Overall, our data identify RBM38 as novel transcriptional target of E2F1 that restricts E2F1-induced proliferation. Furthermore, this negative feedback loop seems to restrict tumor aggressiveness, thereby promoting survival of patients with cancer. Mol Cancer Res; 10(9); 1169–77. ©2012 AACR.

E2Fs are transcription factors best known for their involvement in the timely regulation of gene expression required for cell-cycle progression (1). In particular, E2Fs regulate the expression of genes required for entry into and progression through S-phase and, accordingly, ectopic expression of E2F1 in quiescent cells induces S-phase entry (1, 2). Members of the E2F family are downstream effectors of the tumor suppressor pRB. The critical role of the RB/E2F pathway in normal cellular proliferation is highlighted by the common incidence among human tumors of pathway mutations that result in deregulated E2F activity (3). This deregulated E2F activity leads to uncontrolled cell proliferation, a hallmark of tumor cells.

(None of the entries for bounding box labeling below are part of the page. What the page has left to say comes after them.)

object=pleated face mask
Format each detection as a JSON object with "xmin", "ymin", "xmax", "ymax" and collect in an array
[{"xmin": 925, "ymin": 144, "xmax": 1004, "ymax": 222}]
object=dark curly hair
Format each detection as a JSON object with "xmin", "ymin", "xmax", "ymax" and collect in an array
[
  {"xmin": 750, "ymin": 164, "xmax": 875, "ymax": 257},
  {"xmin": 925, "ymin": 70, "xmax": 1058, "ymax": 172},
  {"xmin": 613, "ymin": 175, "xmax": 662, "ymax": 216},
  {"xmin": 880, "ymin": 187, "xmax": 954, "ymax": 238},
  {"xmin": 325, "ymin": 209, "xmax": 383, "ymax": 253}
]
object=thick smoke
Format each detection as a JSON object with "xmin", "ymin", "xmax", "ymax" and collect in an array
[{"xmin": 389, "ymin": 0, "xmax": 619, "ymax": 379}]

In addition to being fundamental regulators of proliferation, E2Fs modulate diverse cellular functions, such as DNA repair, differentiation, and development (4, 5). At least one member of the E2F family, namely E2F1, can also mediate apoptosis (1, 6) and autophagy (7–9). In line with E2F1 influencing both proliferation and cell death, it functions in vivo in a context-dependent manner as an oncogene or a tumor suppressor (10).

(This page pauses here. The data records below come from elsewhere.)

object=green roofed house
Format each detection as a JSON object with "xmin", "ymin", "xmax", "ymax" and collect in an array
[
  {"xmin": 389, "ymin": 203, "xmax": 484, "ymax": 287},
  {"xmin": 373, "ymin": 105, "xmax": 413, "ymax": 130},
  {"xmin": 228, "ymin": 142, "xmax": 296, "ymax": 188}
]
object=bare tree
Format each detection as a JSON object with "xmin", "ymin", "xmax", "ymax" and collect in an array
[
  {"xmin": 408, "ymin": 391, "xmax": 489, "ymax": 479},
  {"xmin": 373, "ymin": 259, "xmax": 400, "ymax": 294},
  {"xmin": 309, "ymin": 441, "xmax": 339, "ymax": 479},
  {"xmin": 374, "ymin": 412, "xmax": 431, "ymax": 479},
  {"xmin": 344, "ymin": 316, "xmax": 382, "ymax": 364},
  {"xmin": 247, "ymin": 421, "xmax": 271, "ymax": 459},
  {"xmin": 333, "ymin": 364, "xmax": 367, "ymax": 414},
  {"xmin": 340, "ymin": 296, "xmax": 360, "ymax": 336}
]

The pivotal role of E2F1 in transcriptional regulation of genes and the ensuing effect on RNA production are well documented. More recently, studies have shown that E2F1 affects additional aspects of RNA dynamics. First, E2F1 controls pre-mRNA processing of specific genes by regulating the expression of the splicing factor, SC35 (11–13). Second, E2F1 regulates RNA stability and availability for translation, activities attributed mainly to direct regulation of microRNA expression. Indeed, a number of E2F-regulated miRNAs have been identified, including miR-449a, miR-449b (14) and the miR-17-92, miR-106a-363, miR-106b-25, and miR-15-16 clusters (14–21). Another little explored possibility for E2F-mediated regulation of RNA dynamics is an effect on RNA-binding proteins (RBP), which influence not only RNA stability but also RNA metabolism, localization, and splicing (22, 23), as well as miR activity (24).

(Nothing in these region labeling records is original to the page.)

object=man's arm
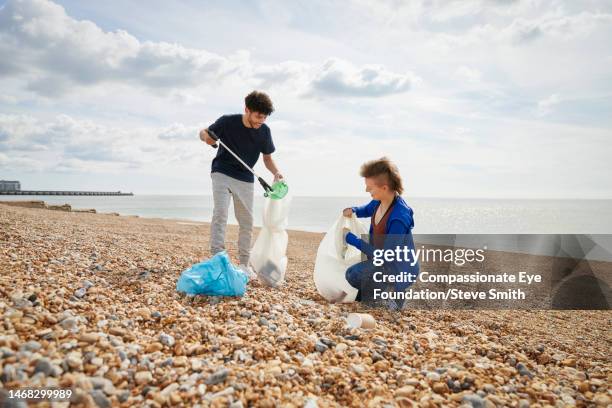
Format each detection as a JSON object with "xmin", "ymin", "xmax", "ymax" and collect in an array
[
  {"xmin": 200, "ymin": 129, "xmax": 216, "ymax": 146},
  {"xmin": 263, "ymin": 154, "xmax": 283, "ymax": 182}
]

RBM38, also called RNPC1, is an RBP that contains one RRM domain and it is a transcriptional target of the p53 family of transcription factors (25). Rbm38 can be expressed as 2 isoforms and isoform a, but not isoform b, binds and stabilizes the mRNA of the CDK inhibitor, p21 thereby inducing cell-cycle arrest in G1 (25, 26). RBM38 also binds and stabilizes the mRNA of another RBP HuR, which in turn facilitates RBM38-mediated growth arrest (27). Additional mRNAs bound by RBM38 include p63 and p53, however, in these instances RBM38 binding mediates a decrease in mRNA levels and attenuation of translation, respectively (28, 29). Recently, RBM38 was shown to regulate cell-cycle arrest also via limiting miRNA accessibility to specific mRNAs (26). Expression of RBM38 is abnormal in human cancer. Generally, RBM38 is overexpressed in colon carcinoma (30), lymphomas (29) and esophageal cancer, in the latter case its upregulation is associated with a poor response to radiation combined with chemotherapy (31). However, a recent study found that RBM38 is silenced by promoter hypermethylation in breast cancer (26).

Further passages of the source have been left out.